One of my smart traders told me about this.... big news: https://www.nasdaq.com/articles/the-sec-approves-single-stock-leveraged-and-inverse-etfs https://etfdb.com/etf-prime/etf-prime-sec-approval-of-derivativ-single-stock-etfs/ https://www.sec.gov/news/statement/crenshaw-single-stock-etfs-20220711 https://www.etftrends.com/sec-issues-warnings-over-single-stock-leveraged-inverse-etfs/
I like the articles you posted. My first reaction was "WTF. Why?". But each of those articles talked about the risks which many retail investors/traders might not understand. Imagine buying a TWTR ETF on the 7th thinking it's turned the corner. By Friday afternoon, you're thinking "Uh oh. But hey, I'll just hold it over the weekend". By the middle of the day on Monday, after the over night resets and the continued decline, you're shitting your pants, so you finally dump it. Oops. I guess I could imagine day trading them if I had limited funds. But there is so much moving on a daily basis, you really don't need much leverage. Just look at NVAX and PLRX this week.
Would've been great to short TSLA . I Really like this because you can short swing trade in a retirement or cash account I'll follow to see liquidity and gap size as these launch.
Hmm.. where does the risk end up? If you are short TSLA by short stock, synthetic short in the options market, net short single-stock future you carry infinite risk. Who does the company behind the ETF transfer that risk to? MM's in the option markets? they then transfer it on to someone else.
You can trade options in an IRA. I do it all the time in my TDA Roth. And my risk is always pre-defined. If I were long TWTR calls (I wasn't) as the stock got smoked, big deal. Move on. Next trade. Long a leveraged ETF? Again, Oops.
This could present some interesting opportunities for pair trading versus the respective ETFs where returns would be too low with unleveraged instruments.

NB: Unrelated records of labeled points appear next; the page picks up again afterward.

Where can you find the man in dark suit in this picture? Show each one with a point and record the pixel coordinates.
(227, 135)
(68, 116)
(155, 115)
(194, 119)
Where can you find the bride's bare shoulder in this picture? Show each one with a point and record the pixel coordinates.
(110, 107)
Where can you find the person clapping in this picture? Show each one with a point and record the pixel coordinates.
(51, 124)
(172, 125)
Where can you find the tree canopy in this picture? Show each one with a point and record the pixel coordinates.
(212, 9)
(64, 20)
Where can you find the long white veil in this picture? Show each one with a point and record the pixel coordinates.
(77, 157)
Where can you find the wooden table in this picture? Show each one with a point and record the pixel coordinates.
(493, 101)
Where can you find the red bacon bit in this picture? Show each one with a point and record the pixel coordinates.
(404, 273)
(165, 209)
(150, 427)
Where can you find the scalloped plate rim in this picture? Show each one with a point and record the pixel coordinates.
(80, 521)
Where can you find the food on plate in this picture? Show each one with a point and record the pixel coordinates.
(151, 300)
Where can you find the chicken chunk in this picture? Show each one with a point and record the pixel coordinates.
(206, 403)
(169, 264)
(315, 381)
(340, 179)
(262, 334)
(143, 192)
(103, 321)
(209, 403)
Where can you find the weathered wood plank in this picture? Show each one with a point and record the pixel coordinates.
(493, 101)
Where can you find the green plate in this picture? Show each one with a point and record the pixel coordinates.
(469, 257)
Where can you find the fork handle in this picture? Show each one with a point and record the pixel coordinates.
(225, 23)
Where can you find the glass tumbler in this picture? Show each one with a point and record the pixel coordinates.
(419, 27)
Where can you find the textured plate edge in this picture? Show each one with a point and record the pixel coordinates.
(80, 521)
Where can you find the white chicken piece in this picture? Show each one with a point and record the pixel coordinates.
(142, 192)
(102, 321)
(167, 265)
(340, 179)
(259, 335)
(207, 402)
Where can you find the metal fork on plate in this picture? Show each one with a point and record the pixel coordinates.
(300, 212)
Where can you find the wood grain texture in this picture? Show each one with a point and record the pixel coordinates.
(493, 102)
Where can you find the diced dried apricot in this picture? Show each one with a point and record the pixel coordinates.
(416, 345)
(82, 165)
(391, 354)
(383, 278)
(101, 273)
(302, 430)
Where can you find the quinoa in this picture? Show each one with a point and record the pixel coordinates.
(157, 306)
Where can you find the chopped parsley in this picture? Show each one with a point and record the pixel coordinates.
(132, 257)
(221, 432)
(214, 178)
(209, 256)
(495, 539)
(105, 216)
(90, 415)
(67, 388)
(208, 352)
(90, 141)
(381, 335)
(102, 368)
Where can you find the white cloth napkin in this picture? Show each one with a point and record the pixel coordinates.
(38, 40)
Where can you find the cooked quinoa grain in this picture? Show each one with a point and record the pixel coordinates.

Seems completely unnecessary unless you want to short specific stocks in an IRA or 401k that does not allow option trading.
They certainly are necessary. You are just on the wrong side of the fence as a retail trader! Fees, option spreads and spreads on these ETFs are going to make someone a bunch of money.
Awesome news. This would be like the leveraged ETFs - using futures to accomplish the leverage, correct?